Irish RAF hero honoured by school
Seventy years after he was shot and killed off the French coast, RAF pilot Wing Commander Brendan ‘Paddy’ Finucane was finally remembered by his old school this weekend.
A permanent memorial of his Spitfire plane with its distinctive shamrock livery was unveiled at O’Connell School on Dublin’s North Richmond Street yesterday.
Finucane was just 21 when his plane was straffed by enemy fire while on a raid in northern France on July 15th, 1942. He ditched his plane in the English Channel.
At the time of his death, he had downed 32 enemy aircraft, all achieved in just two years and was the youngest wing commander in the RAF.
Finucane’s achievements were all the more remarkable given his father Andy’s involvement in the Easter Rising where he was stationed in Boland’s Mill.
Dr Tony Connellan, the president of O’Connell School past pupils union, said Irish people owed their freedom to people like Brendan Finucane as much as they did those who had fought for Irish independence.
He told some 80 guests that the visit of Queen Elizabeth II had created the atmosphere to honour him and other Irishmen who had fought against fascism in the Second World War.
Representatives from the Irish Air Corps, the RAF and the Australian embassy (Finucane commanded an Australian squadron) attempted the unveiling ceremony.
The permanent memorial will be located in the school’s library.

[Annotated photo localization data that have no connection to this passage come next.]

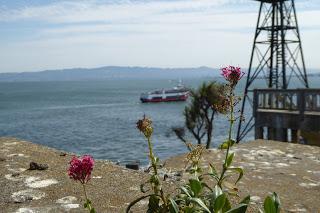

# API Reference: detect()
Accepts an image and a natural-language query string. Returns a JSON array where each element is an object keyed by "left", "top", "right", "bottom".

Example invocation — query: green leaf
[
  {"left": 225, "top": 203, "right": 248, "bottom": 213},
  {"left": 189, "top": 179, "right": 202, "bottom": 197},
  {"left": 90, "top": 208, "right": 96, "bottom": 213},
  {"left": 148, "top": 194, "right": 160, "bottom": 213},
  {"left": 209, "top": 163, "right": 218, "bottom": 176},
  {"left": 222, "top": 197, "right": 232, "bottom": 212},
  {"left": 229, "top": 139, "right": 236, "bottom": 147},
  {"left": 228, "top": 167, "right": 244, "bottom": 184},
  {"left": 180, "top": 186, "right": 192, "bottom": 197},
  {"left": 214, "top": 193, "right": 227, "bottom": 212},
  {"left": 213, "top": 185, "right": 223, "bottom": 199},
  {"left": 272, "top": 192, "right": 281, "bottom": 212},
  {"left": 219, "top": 139, "right": 235, "bottom": 149},
  {"left": 201, "top": 182, "right": 213, "bottom": 192},
  {"left": 226, "top": 152, "right": 235, "bottom": 168},
  {"left": 169, "top": 198, "right": 179, "bottom": 213},
  {"left": 220, "top": 141, "right": 229, "bottom": 149},
  {"left": 264, "top": 193, "right": 281, "bottom": 213},
  {"left": 223, "top": 181, "right": 238, "bottom": 194},
  {"left": 224, "top": 196, "right": 249, "bottom": 213},
  {"left": 150, "top": 174, "right": 160, "bottom": 185},
  {"left": 208, "top": 163, "right": 219, "bottom": 181},
  {"left": 184, "top": 207, "right": 194, "bottom": 213},
  {"left": 264, "top": 196, "right": 276, "bottom": 213},
  {"left": 190, "top": 198, "right": 211, "bottom": 213}
]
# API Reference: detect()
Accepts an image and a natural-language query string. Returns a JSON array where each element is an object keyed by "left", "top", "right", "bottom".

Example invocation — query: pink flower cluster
[
  {"left": 68, "top": 155, "right": 94, "bottom": 184},
  {"left": 221, "top": 66, "right": 244, "bottom": 86}
]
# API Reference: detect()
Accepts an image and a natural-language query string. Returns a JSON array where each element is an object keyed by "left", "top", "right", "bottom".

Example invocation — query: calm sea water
[{"left": 0, "top": 76, "right": 319, "bottom": 165}]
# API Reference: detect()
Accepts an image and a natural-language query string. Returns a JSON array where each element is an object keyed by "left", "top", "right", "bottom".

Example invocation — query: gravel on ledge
[{"left": 1, "top": 137, "right": 319, "bottom": 212}]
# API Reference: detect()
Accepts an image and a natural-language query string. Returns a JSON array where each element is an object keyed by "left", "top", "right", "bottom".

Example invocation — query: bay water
[{"left": 0, "top": 76, "right": 319, "bottom": 165}]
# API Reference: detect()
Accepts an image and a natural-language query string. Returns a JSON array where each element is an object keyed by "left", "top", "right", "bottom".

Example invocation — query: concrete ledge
[
  {"left": 1, "top": 138, "right": 319, "bottom": 212},
  {"left": 0, "top": 137, "right": 148, "bottom": 213},
  {"left": 164, "top": 140, "right": 320, "bottom": 212}
]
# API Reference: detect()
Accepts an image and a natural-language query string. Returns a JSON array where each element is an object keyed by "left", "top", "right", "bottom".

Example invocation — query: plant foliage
[{"left": 127, "top": 66, "right": 281, "bottom": 213}]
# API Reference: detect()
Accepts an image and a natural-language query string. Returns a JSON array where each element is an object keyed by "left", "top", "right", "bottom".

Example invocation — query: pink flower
[
  {"left": 68, "top": 155, "right": 94, "bottom": 184},
  {"left": 221, "top": 66, "right": 244, "bottom": 87}
]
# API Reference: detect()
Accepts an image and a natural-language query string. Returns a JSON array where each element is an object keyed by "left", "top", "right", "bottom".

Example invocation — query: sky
[{"left": 0, "top": 0, "right": 319, "bottom": 73}]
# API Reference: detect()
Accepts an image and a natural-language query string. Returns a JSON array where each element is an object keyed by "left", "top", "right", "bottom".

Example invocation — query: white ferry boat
[{"left": 140, "top": 83, "right": 190, "bottom": 103}]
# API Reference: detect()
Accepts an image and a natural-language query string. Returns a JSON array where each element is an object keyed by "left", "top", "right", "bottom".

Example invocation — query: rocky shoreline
[{"left": 0, "top": 137, "right": 319, "bottom": 212}]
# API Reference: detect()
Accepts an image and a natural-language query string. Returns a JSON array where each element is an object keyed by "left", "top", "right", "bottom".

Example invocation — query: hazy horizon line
[
  {"left": 1, "top": 65, "right": 319, "bottom": 75},
  {"left": 0, "top": 65, "right": 219, "bottom": 74}
]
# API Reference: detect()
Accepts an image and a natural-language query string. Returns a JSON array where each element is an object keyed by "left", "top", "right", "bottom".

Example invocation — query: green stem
[
  {"left": 82, "top": 184, "right": 93, "bottom": 212},
  {"left": 82, "top": 184, "right": 89, "bottom": 202},
  {"left": 218, "top": 87, "right": 235, "bottom": 188},
  {"left": 147, "top": 137, "right": 167, "bottom": 206},
  {"left": 147, "top": 137, "right": 158, "bottom": 181}
]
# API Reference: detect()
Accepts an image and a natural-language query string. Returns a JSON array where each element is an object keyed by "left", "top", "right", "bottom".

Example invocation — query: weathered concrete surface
[
  {"left": 164, "top": 140, "right": 320, "bottom": 212},
  {"left": 1, "top": 137, "right": 320, "bottom": 212},
  {"left": 0, "top": 137, "right": 149, "bottom": 213}
]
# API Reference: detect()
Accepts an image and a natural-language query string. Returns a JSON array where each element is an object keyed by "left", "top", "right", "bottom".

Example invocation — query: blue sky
[{"left": 0, "top": 0, "right": 319, "bottom": 73}]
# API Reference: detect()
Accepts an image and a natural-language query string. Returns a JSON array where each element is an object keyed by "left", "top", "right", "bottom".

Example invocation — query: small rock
[
  {"left": 25, "top": 176, "right": 58, "bottom": 188},
  {"left": 59, "top": 152, "right": 67, "bottom": 157},
  {"left": 129, "top": 186, "right": 139, "bottom": 191},
  {"left": 28, "top": 162, "right": 48, "bottom": 170},
  {"left": 62, "top": 204, "right": 80, "bottom": 209},
  {"left": 126, "top": 163, "right": 139, "bottom": 170},
  {"left": 251, "top": 196, "right": 261, "bottom": 202},
  {"left": 13, "top": 194, "right": 33, "bottom": 203},
  {"left": 56, "top": 196, "right": 77, "bottom": 204},
  {"left": 163, "top": 174, "right": 169, "bottom": 181},
  {"left": 12, "top": 172, "right": 20, "bottom": 177},
  {"left": 174, "top": 171, "right": 183, "bottom": 177},
  {"left": 15, "top": 207, "right": 54, "bottom": 213},
  {"left": 16, "top": 207, "right": 34, "bottom": 213},
  {"left": 8, "top": 167, "right": 27, "bottom": 173},
  {"left": 12, "top": 189, "right": 45, "bottom": 203},
  {"left": 5, "top": 174, "right": 25, "bottom": 181}
]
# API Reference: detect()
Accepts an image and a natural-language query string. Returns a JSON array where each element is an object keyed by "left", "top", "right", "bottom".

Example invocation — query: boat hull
[
  {"left": 140, "top": 95, "right": 188, "bottom": 103},
  {"left": 140, "top": 83, "right": 190, "bottom": 103}
]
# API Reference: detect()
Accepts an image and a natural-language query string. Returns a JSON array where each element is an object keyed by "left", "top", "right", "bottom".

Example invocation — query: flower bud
[
  {"left": 221, "top": 66, "right": 244, "bottom": 87},
  {"left": 136, "top": 115, "right": 153, "bottom": 138}
]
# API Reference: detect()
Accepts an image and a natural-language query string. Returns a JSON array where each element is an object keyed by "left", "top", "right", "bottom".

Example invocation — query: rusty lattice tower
[{"left": 237, "top": 0, "right": 309, "bottom": 142}]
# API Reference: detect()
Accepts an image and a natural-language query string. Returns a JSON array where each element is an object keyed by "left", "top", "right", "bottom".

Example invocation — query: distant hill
[
  {"left": 0, "top": 66, "right": 318, "bottom": 82},
  {"left": 0, "top": 66, "right": 221, "bottom": 82}
]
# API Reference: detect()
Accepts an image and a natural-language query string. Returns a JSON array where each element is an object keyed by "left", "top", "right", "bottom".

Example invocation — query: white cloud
[
  {"left": 0, "top": 30, "right": 253, "bottom": 72},
  {"left": 0, "top": 0, "right": 251, "bottom": 23},
  {"left": 0, "top": 0, "right": 319, "bottom": 72}
]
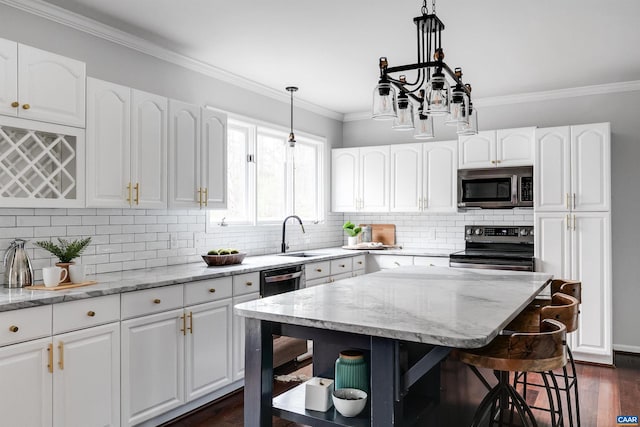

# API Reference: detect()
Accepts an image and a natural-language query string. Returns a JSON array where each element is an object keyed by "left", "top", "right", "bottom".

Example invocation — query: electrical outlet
[{"left": 170, "top": 233, "right": 178, "bottom": 249}]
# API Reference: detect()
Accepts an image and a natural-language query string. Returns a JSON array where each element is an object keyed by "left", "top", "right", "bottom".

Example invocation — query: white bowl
[{"left": 332, "top": 388, "right": 367, "bottom": 417}]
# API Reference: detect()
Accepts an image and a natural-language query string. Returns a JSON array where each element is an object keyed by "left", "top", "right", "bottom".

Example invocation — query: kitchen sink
[{"left": 278, "top": 252, "right": 322, "bottom": 258}]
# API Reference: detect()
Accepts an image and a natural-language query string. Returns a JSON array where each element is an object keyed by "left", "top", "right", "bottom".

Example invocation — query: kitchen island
[{"left": 234, "top": 266, "right": 553, "bottom": 426}]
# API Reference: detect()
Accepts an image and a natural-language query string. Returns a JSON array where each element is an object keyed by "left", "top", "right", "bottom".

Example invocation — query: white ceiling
[{"left": 40, "top": 0, "right": 640, "bottom": 116}]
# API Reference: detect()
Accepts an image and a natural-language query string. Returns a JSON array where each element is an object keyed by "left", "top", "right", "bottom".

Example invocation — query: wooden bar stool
[
  {"left": 512, "top": 282, "right": 582, "bottom": 427},
  {"left": 458, "top": 319, "right": 567, "bottom": 427}
]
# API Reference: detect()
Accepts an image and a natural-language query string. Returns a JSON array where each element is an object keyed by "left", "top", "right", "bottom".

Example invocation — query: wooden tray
[
  {"left": 342, "top": 244, "right": 402, "bottom": 250},
  {"left": 25, "top": 280, "right": 98, "bottom": 291}
]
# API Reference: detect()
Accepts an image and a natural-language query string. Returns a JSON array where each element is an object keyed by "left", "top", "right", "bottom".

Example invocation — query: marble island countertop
[{"left": 235, "top": 266, "right": 552, "bottom": 349}]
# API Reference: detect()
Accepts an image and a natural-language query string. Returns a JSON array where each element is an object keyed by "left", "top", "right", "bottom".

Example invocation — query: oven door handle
[
  {"left": 449, "top": 261, "right": 533, "bottom": 272},
  {"left": 264, "top": 271, "right": 303, "bottom": 283}
]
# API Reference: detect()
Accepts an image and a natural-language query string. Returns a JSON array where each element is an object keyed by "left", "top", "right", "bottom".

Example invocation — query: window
[{"left": 209, "top": 115, "right": 325, "bottom": 226}]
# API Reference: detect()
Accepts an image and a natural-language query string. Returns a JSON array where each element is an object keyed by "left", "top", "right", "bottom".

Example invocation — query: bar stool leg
[{"left": 566, "top": 346, "right": 581, "bottom": 427}]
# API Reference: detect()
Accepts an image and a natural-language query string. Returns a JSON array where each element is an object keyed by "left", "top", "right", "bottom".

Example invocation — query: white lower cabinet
[
  {"left": 535, "top": 212, "right": 612, "bottom": 364},
  {"left": 232, "top": 292, "right": 260, "bottom": 381},
  {"left": 304, "top": 256, "right": 363, "bottom": 287},
  {"left": 0, "top": 336, "right": 52, "bottom": 427}
]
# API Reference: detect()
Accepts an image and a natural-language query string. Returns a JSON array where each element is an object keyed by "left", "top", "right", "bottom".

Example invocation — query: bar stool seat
[{"left": 458, "top": 319, "right": 567, "bottom": 427}]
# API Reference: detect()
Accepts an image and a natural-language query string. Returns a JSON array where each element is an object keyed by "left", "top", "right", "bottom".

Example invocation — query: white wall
[{"left": 343, "top": 90, "right": 640, "bottom": 352}]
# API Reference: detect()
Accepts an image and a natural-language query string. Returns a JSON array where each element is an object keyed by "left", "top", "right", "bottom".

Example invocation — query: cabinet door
[
  {"left": 185, "top": 300, "right": 233, "bottom": 401},
  {"left": 535, "top": 126, "right": 571, "bottom": 212},
  {"left": 571, "top": 123, "right": 610, "bottom": 212},
  {"left": 331, "top": 148, "right": 359, "bottom": 212},
  {"left": 18, "top": 44, "right": 85, "bottom": 127},
  {"left": 86, "top": 78, "right": 131, "bottom": 208},
  {"left": 121, "top": 309, "right": 184, "bottom": 427},
  {"left": 360, "top": 146, "right": 389, "bottom": 212},
  {"left": 389, "top": 143, "right": 422, "bottom": 212},
  {"left": 0, "top": 38, "right": 17, "bottom": 117},
  {"left": 232, "top": 292, "right": 260, "bottom": 381},
  {"left": 571, "top": 212, "right": 612, "bottom": 364},
  {"left": 423, "top": 140, "right": 457, "bottom": 212},
  {"left": 0, "top": 337, "right": 52, "bottom": 427},
  {"left": 169, "top": 100, "right": 201, "bottom": 208},
  {"left": 132, "top": 89, "right": 168, "bottom": 209},
  {"left": 53, "top": 323, "right": 120, "bottom": 427},
  {"left": 534, "top": 213, "right": 571, "bottom": 278},
  {"left": 201, "top": 108, "right": 227, "bottom": 209},
  {"left": 458, "top": 130, "right": 496, "bottom": 169},
  {"left": 496, "top": 127, "right": 535, "bottom": 167}
]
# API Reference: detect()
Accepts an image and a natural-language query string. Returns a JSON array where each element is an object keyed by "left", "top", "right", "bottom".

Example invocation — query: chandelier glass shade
[
  {"left": 372, "top": 0, "right": 478, "bottom": 139},
  {"left": 286, "top": 86, "right": 298, "bottom": 147}
]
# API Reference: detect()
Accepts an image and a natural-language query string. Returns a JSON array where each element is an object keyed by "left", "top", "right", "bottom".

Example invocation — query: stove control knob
[
  {"left": 520, "top": 229, "right": 528, "bottom": 236},
  {"left": 466, "top": 228, "right": 473, "bottom": 235},
  {"left": 528, "top": 229, "right": 534, "bottom": 237},
  {"left": 474, "top": 228, "right": 483, "bottom": 235}
]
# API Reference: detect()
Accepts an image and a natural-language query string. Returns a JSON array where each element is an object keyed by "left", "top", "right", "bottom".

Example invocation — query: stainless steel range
[{"left": 449, "top": 225, "right": 535, "bottom": 271}]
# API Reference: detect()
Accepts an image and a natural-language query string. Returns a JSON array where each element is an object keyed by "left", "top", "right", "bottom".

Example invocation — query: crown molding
[
  {"left": 0, "top": 0, "right": 344, "bottom": 122},
  {"left": 343, "top": 80, "right": 640, "bottom": 122}
]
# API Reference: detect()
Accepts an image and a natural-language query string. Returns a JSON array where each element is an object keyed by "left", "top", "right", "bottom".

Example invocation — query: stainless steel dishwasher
[{"left": 260, "top": 264, "right": 303, "bottom": 297}]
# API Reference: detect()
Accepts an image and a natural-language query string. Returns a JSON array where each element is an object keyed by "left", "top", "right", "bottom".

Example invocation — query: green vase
[{"left": 334, "top": 350, "right": 368, "bottom": 393}]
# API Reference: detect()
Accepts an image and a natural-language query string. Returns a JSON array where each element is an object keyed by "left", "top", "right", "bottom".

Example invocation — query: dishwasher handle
[{"left": 264, "top": 271, "right": 303, "bottom": 283}]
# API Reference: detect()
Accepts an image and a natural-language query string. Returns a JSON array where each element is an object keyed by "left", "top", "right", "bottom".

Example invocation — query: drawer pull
[
  {"left": 209, "top": 288, "right": 216, "bottom": 293},
  {"left": 9, "top": 325, "right": 19, "bottom": 333},
  {"left": 339, "top": 264, "right": 345, "bottom": 268},
  {"left": 11, "top": 101, "right": 19, "bottom": 108},
  {"left": 357, "top": 261, "right": 363, "bottom": 265},
  {"left": 316, "top": 268, "right": 323, "bottom": 272},
  {"left": 394, "top": 261, "right": 400, "bottom": 266},
  {"left": 153, "top": 298, "right": 162, "bottom": 304},
  {"left": 188, "top": 311, "right": 193, "bottom": 334},
  {"left": 246, "top": 281, "right": 253, "bottom": 286},
  {"left": 22, "top": 103, "right": 30, "bottom": 110},
  {"left": 87, "top": 311, "right": 96, "bottom": 317}
]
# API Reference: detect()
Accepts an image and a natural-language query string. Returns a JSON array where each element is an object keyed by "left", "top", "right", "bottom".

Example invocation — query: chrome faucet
[{"left": 281, "top": 215, "right": 305, "bottom": 253}]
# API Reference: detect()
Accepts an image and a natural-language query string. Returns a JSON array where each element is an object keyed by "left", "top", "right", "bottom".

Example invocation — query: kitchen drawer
[
  {"left": 330, "top": 258, "right": 353, "bottom": 275},
  {"left": 305, "top": 277, "right": 331, "bottom": 288},
  {"left": 185, "top": 276, "right": 233, "bottom": 306},
  {"left": 233, "top": 272, "right": 260, "bottom": 297},
  {"left": 413, "top": 256, "right": 449, "bottom": 267},
  {"left": 53, "top": 294, "right": 120, "bottom": 334},
  {"left": 305, "top": 261, "right": 331, "bottom": 280},
  {"left": 352, "top": 255, "right": 366, "bottom": 272},
  {"left": 0, "top": 305, "right": 52, "bottom": 347},
  {"left": 352, "top": 269, "right": 366, "bottom": 277},
  {"left": 121, "top": 284, "right": 184, "bottom": 319},
  {"left": 329, "top": 272, "right": 352, "bottom": 283},
  {"left": 370, "top": 254, "right": 413, "bottom": 270}
]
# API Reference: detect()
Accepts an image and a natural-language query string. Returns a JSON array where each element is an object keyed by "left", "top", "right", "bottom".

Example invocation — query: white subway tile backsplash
[
  {"left": 17, "top": 216, "right": 51, "bottom": 227},
  {"left": 109, "top": 216, "right": 134, "bottom": 225},
  {"left": 95, "top": 225, "right": 123, "bottom": 235},
  {"left": 67, "top": 226, "right": 96, "bottom": 236},
  {"left": 51, "top": 216, "right": 82, "bottom": 226},
  {"left": 32, "top": 227, "right": 65, "bottom": 238}
]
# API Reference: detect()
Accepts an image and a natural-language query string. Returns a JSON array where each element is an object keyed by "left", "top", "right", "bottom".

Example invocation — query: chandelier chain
[{"left": 432, "top": 0, "right": 436, "bottom": 15}]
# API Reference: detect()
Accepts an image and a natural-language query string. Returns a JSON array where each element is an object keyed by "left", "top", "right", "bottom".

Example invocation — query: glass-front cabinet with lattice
[{"left": 0, "top": 116, "right": 85, "bottom": 207}]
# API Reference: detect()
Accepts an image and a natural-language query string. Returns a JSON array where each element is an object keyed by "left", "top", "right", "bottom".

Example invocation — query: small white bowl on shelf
[{"left": 332, "top": 388, "right": 367, "bottom": 417}]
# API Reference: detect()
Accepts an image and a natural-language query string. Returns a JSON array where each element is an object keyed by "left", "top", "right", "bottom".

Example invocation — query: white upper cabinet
[
  {"left": 389, "top": 141, "right": 457, "bottom": 212},
  {"left": 331, "top": 146, "right": 389, "bottom": 212},
  {"left": 86, "top": 78, "right": 168, "bottom": 209},
  {"left": 200, "top": 108, "right": 227, "bottom": 209},
  {"left": 459, "top": 127, "right": 535, "bottom": 169},
  {"left": 0, "top": 38, "right": 86, "bottom": 127},
  {"left": 535, "top": 123, "right": 610, "bottom": 212}
]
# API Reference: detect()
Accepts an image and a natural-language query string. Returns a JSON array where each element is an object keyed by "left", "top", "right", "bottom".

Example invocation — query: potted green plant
[
  {"left": 343, "top": 221, "right": 362, "bottom": 247},
  {"left": 34, "top": 237, "right": 91, "bottom": 283}
]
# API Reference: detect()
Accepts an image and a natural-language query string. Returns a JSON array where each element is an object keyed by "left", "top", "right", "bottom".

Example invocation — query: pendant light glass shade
[
  {"left": 372, "top": 81, "right": 397, "bottom": 120},
  {"left": 445, "top": 85, "right": 468, "bottom": 126},
  {"left": 414, "top": 110, "right": 435, "bottom": 139},
  {"left": 457, "top": 102, "right": 478, "bottom": 135},
  {"left": 424, "top": 72, "right": 449, "bottom": 116},
  {"left": 392, "top": 92, "right": 414, "bottom": 130}
]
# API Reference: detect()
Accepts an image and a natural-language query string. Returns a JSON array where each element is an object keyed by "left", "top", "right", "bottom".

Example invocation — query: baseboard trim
[{"left": 613, "top": 344, "right": 640, "bottom": 354}]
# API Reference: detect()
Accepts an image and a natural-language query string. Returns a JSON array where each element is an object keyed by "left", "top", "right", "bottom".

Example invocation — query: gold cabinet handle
[
  {"left": 153, "top": 298, "right": 161, "bottom": 304},
  {"left": 58, "top": 342, "right": 64, "bottom": 370},
  {"left": 566, "top": 214, "right": 570, "bottom": 230},
  {"left": 203, "top": 188, "right": 208, "bottom": 207},
  {"left": 87, "top": 311, "right": 96, "bottom": 317},
  {"left": 209, "top": 288, "right": 216, "bottom": 293},
  {"left": 572, "top": 193, "right": 576, "bottom": 210},
  {"left": 246, "top": 281, "right": 253, "bottom": 287},
  {"left": 188, "top": 311, "right": 193, "bottom": 334},
  {"left": 134, "top": 183, "right": 140, "bottom": 205},
  {"left": 11, "top": 101, "right": 19, "bottom": 108},
  {"left": 573, "top": 214, "right": 576, "bottom": 231},
  {"left": 47, "top": 343, "right": 53, "bottom": 373},
  {"left": 22, "top": 103, "right": 30, "bottom": 110},
  {"left": 180, "top": 314, "right": 186, "bottom": 335},
  {"left": 566, "top": 193, "right": 570, "bottom": 209},
  {"left": 197, "top": 188, "right": 203, "bottom": 207},
  {"left": 127, "top": 182, "right": 133, "bottom": 204},
  {"left": 9, "top": 325, "right": 19, "bottom": 333}
]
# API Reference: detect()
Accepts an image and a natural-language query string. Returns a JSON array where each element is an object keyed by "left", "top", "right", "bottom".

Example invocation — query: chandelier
[
  {"left": 286, "top": 86, "right": 298, "bottom": 147},
  {"left": 372, "top": 0, "right": 478, "bottom": 139}
]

The chief guest was the RAF air ace’s nephew Brendan Finucane QC, a judge in England. His father Raymond flew with bomber command during the Second World War.
Mr Finucane said his father had “quietly revered” his older brother who was a “most exceptional man” and he would have been proud of the commemoration. He described the memorial as a fitting tribute not only to his late uncle but all the Irishmen who gave their lives in the Second World War.